Jersey Tribunal Decisions

Priaulx v Valla Limited [2019] TRE201

This decision highlights that litigation privilege can only attach to communications with consultants who are not legally trained if the information provided is for the sole purpose of litigation. In this case the Defendant withheld the disclosure of certain pieces of correspondence it had with a HR Consultancy. The Tribunal held that the information provided during those pieces of correspondence were not for the sole purpose of litigation and subsequently ordered the Defendant to disclose those pieces of correspondence.

Action Point: This case highlights once again the potential pitfalls in making use of HR Consultants as opposed to instructing lawyers. Information provided to a lawyer for the purposes of seeking legal advice will attract legal advice privilege which cannot be disclosed in any subsequent proceedings.

Castanheira v Empire Catering Limited [2020] TRE 049

This decision highlights the importance of being open and transparent with an employee who is subject to a disciplinary hearing including who will be involved. It further highlights that if the decision of the disciplinary hearing is appealed that the appeal should be considered and conducted by people who were not involved in the original disciplinary hearing. This applies regardless of the size of an organisation. To not do so can expose an organisation to a claim for unfair dismissal which is what happened here, albeit the employees’ compensation claim was reduced by 100% due to the fact that they ultimately contributed to their dismissal.

Action Point: Ensure that your disciplinary procedure is easily accessible to employees.
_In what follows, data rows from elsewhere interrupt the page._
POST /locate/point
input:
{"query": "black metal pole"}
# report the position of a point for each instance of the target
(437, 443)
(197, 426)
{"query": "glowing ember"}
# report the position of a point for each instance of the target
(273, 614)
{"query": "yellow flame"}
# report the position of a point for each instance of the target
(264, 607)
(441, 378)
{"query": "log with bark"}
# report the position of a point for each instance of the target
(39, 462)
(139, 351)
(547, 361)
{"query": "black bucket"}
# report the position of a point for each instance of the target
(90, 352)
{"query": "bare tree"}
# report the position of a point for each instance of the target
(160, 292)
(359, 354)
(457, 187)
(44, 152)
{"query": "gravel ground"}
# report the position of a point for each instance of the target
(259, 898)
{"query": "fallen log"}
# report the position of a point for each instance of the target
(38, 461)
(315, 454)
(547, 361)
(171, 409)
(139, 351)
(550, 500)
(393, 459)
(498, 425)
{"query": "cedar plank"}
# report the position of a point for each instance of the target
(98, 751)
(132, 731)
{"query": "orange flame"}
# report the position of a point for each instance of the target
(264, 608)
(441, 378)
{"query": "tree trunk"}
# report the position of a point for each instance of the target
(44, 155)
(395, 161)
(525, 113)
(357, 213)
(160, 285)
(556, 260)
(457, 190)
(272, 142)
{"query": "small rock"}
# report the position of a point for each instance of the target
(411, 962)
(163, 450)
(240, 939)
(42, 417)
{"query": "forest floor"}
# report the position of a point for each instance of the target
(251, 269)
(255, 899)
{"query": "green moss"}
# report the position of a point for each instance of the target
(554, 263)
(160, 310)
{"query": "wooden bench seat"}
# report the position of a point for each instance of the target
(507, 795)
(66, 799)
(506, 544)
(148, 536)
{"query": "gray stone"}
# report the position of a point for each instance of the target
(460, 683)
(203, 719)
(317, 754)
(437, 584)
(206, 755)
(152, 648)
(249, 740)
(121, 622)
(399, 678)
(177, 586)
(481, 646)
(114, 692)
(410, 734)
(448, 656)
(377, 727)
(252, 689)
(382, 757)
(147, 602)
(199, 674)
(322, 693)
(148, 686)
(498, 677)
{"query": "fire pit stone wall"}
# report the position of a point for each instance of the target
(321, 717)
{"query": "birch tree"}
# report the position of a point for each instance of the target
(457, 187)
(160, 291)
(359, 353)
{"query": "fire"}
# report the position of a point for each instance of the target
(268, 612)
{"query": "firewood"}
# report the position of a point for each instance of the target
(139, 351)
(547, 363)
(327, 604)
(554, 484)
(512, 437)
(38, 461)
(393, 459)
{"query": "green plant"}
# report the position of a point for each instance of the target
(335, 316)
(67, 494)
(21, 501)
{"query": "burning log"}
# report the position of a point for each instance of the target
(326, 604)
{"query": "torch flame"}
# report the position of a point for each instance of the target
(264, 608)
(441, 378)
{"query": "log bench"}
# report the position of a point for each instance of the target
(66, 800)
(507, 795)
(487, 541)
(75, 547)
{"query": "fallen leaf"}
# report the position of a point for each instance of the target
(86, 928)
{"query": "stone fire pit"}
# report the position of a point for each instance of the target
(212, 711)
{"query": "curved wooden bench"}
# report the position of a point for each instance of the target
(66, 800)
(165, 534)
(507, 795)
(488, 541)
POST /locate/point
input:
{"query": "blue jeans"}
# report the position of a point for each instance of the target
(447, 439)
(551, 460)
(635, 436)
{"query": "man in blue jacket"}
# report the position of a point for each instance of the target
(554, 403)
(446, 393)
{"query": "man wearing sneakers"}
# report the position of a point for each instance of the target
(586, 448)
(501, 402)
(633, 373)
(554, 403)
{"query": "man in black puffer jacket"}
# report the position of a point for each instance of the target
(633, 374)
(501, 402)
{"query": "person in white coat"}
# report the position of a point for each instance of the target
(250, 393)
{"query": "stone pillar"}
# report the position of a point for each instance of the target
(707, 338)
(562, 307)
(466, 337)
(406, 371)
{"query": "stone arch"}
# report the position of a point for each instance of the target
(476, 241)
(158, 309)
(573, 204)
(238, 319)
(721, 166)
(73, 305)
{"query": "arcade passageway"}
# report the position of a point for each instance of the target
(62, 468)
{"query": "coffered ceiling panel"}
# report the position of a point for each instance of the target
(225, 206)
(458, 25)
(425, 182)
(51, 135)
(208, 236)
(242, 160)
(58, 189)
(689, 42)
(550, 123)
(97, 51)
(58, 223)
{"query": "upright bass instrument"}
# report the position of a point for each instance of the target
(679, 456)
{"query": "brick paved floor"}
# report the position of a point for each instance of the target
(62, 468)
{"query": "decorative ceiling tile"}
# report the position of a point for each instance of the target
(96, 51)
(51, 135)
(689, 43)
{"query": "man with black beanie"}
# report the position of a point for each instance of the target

If you have any disciplinary hearings currently in progress ensure that you are open and transparent with the employee as to who will be involved. If there is to be an appeal ensure that the person hearing the appeal was not involved in the original disciplinary hearing.

Genee-McDermott v Methodist Homes for the Aged [2020] TRE013

The Tribunal held that an application for Flexible Working under Article 15A of the Employment (Jersey) Law 2003 does not have to expressly say that it is an application under Article 15A of the Employment (Jersey) Law 2003 so long as the remainder of the requirements of that article are contained in the application.

It is also important to emphasise that should an employer receive such an application from an employee that a meeting is scheduled to discuss it within 28 days of receipt regardless of current work pressures. In this case, the Employer admitted that it did not hold the meeting within 28 days but stated that this was because at that period during which the application was submitted was during their busy period. The Tribunal held that that was no excuse to not comply with their statutory obligation.

Action Point: Ensure that any requests for Flexible Working are actioned and dealt with promptly.